I was thinking the other day about risk. Maybe it was the fact that my children are 15 and are learning to drive. Maybe it was my doctor scheduling my annual physical. Whatever. It was on my mind. I began thinking that although it may be hard with 15 year olds, retirement is a particularly precarious time. If you’re like me, you want to retire and enjoy yourself without worrying where the next check is going to come from. Between the financial destruction of the market collapse in 2008 and the human toll of the disaster in Japan, it seems that there are threats all around us. How do you enjoy yourself in retirement when so many things can go wrong? Here are three of the biggest risks to your retirement:
I don’t have to tell you that the health care landscape is changing quickly, but that’s no excuse for ignoring health care planning. Regardless of Washington’s wrangling, there’s a good probability you’ll have a catastrophic illness someday and will need help. It’s easier to think about options when you’re young. Explore long term care options early on.
I like Suze Orman’s advice to start planning when you’re 50. Although I’ve heard all the statistics about problems that occur earlier, you’ve got plenty on your plate before age 50 to worry about long term care.

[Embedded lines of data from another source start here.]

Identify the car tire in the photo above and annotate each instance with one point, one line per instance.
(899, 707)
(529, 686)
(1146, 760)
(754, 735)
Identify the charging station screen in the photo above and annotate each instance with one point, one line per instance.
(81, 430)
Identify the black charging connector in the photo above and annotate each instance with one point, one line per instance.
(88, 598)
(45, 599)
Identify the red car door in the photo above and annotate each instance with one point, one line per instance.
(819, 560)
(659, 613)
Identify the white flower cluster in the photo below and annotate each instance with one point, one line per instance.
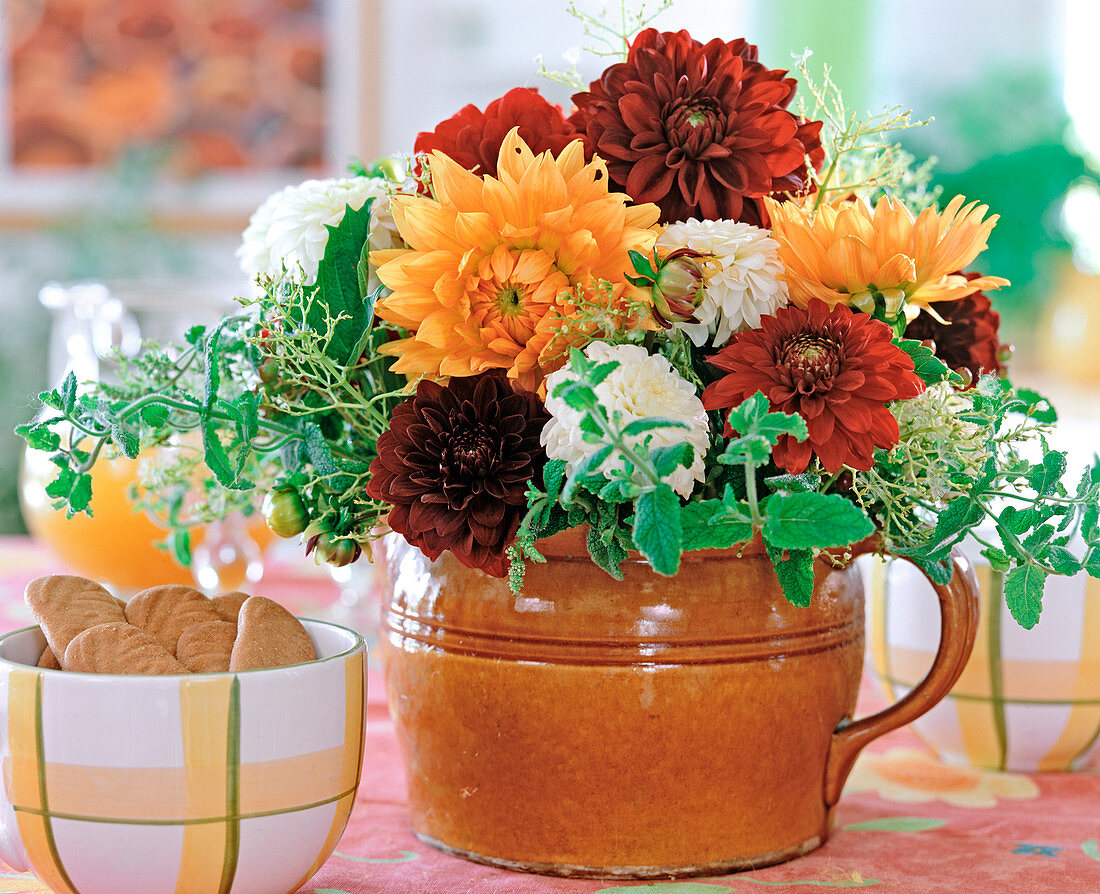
(644, 385)
(287, 232)
(744, 284)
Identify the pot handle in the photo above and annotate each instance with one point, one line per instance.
(958, 627)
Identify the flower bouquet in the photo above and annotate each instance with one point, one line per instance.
(708, 312)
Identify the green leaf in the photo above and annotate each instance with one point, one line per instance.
(658, 532)
(998, 559)
(803, 520)
(795, 573)
(925, 363)
(338, 297)
(702, 532)
(1041, 409)
(317, 449)
(127, 439)
(1023, 594)
(650, 423)
(897, 824)
(587, 465)
(754, 449)
(553, 476)
(641, 264)
(40, 437)
(68, 394)
(798, 484)
(669, 459)
(1045, 476)
(155, 415)
(1060, 559)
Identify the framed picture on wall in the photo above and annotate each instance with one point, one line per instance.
(216, 101)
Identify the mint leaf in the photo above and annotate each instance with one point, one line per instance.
(1038, 407)
(40, 437)
(799, 521)
(650, 423)
(1060, 559)
(669, 459)
(795, 573)
(658, 532)
(925, 363)
(1023, 594)
(752, 449)
(338, 299)
(701, 531)
(553, 476)
(1044, 477)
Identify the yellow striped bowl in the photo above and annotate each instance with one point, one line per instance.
(1027, 701)
(189, 784)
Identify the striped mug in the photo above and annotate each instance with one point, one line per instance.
(1027, 699)
(228, 782)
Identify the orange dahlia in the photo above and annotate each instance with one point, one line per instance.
(845, 253)
(494, 262)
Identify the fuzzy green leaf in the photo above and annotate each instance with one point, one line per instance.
(701, 531)
(338, 296)
(1060, 559)
(669, 459)
(658, 532)
(1023, 594)
(553, 476)
(754, 449)
(799, 521)
(650, 423)
(127, 439)
(40, 437)
(1044, 477)
(795, 573)
(925, 363)
(1038, 407)
(68, 394)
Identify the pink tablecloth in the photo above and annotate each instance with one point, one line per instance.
(905, 823)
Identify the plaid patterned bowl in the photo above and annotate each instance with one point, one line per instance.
(231, 782)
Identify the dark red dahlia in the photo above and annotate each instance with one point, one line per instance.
(454, 465)
(969, 340)
(702, 131)
(473, 138)
(836, 368)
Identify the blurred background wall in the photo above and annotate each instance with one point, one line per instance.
(136, 135)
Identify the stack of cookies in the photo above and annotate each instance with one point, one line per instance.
(162, 630)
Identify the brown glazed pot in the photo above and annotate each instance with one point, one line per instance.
(645, 728)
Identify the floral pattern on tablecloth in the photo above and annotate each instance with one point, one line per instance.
(911, 776)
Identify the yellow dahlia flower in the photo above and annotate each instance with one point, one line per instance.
(843, 253)
(493, 261)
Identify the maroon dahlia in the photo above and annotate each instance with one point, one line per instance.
(700, 130)
(454, 465)
(969, 340)
(836, 368)
(473, 138)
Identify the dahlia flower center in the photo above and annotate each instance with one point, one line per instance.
(509, 299)
(811, 359)
(470, 453)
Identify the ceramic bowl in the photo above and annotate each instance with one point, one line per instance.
(231, 782)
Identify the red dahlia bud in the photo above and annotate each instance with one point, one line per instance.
(285, 512)
(336, 551)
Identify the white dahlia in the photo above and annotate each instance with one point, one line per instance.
(642, 385)
(287, 231)
(741, 284)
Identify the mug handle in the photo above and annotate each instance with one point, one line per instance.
(958, 627)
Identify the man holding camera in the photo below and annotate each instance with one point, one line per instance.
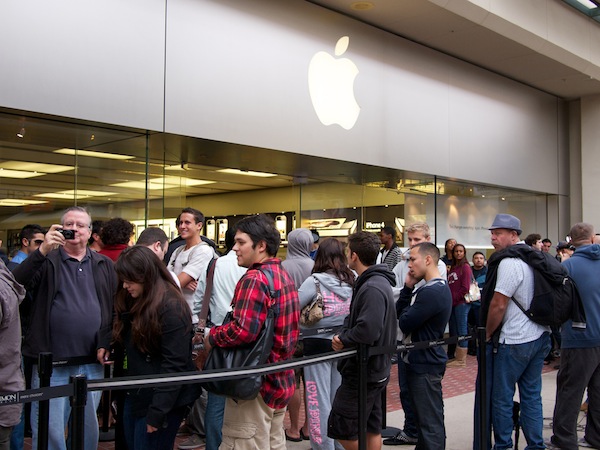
(72, 289)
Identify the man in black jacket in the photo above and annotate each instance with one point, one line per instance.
(371, 321)
(72, 290)
(424, 313)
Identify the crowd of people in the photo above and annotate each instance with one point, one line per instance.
(86, 292)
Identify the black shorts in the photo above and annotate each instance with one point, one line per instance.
(343, 419)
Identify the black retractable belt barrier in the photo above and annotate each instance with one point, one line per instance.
(482, 375)
(78, 387)
(45, 373)
(78, 402)
(363, 360)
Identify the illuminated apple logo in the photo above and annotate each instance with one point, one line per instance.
(331, 86)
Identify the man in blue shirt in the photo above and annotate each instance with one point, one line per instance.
(423, 315)
(72, 289)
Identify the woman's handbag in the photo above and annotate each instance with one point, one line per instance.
(474, 293)
(313, 312)
(250, 355)
(199, 353)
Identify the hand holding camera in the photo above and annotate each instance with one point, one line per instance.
(55, 237)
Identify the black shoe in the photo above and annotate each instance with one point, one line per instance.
(401, 438)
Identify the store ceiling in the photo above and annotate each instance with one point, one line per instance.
(34, 168)
(198, 159)
(428, 24)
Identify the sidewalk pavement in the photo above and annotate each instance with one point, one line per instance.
(459, 419)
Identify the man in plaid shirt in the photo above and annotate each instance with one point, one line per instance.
(258, 423)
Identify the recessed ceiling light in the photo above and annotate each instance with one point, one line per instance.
(8, 173)
(588, 4)
(35, 167)
(362, 6)
(249, 173)
(81, 193)
(19, 202)
(91, 154)
(163, 183)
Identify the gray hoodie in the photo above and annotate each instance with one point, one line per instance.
(11, 376)
(336, 301)
(298, 262)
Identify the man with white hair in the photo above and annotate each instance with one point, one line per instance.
(520, 345)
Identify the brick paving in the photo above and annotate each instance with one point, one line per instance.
(457, 381)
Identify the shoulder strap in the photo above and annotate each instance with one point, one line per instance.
(520, 307)
(270, 281)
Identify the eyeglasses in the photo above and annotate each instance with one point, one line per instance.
(79, 225)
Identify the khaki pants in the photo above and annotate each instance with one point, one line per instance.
(251, 424)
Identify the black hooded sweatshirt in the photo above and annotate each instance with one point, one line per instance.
(372, 321)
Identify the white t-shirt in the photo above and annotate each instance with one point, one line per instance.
(400, 271)
(194, 262)
(227, 274)
(515, 279)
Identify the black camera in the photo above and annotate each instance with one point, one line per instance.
(68, 234)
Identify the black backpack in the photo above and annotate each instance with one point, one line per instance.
(555, 297)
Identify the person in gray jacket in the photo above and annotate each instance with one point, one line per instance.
(298, 264)
(333, 279)
(11, 375)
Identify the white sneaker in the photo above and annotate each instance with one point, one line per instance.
(193, 442)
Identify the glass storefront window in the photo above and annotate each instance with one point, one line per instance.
(148, 177)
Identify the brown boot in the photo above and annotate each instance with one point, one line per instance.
(461, 358)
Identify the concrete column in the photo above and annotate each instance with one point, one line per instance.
(589, 161)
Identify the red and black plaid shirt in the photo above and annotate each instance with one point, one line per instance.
(250, 304)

Maybe long term care insurance, a larger cash reserve, or better estate and health care plans with an attorney are appropriate.
Notice the price of gas? I was thinking about refinancing my house to fill up my tank last week. At a time when the grocery bill and gasoline costs are skyrocketing, your money can’t be sitting in a savings account earning pennies. If you don’t invest to beat rising prices, your savings will melt without you spending a penny.
Here’s a third-grade story problem: if the price of bread rises five percent and you only earn two, how much buying power have you lost? Don’t go for the calculator. Whatever the number, it’s too much. Get worried about inflation.
In Japan, it was an earthquake, tsunami, nuclear radiation, and aftershocks. For you, it hopefully won’t be that dramatic when a surprise occurs. Maybe there’s an unexpected tax change, a sister-in-law who needs money or the dishwasher that breaks down, forcing you to take money from your hard-earned savings. Keeping cash reserves and insurance policies current can help you spring into action without worrying about your long-term ability to stay retired when unexpected events strike.
Although you can’t predict disasters, you can plan to minimize the damage by planning. If you’re worried about retirement, address the cost of health care, inflation, and the threat of unexpected events early, and you’ll have a much better chance of retiring safely and staying retired.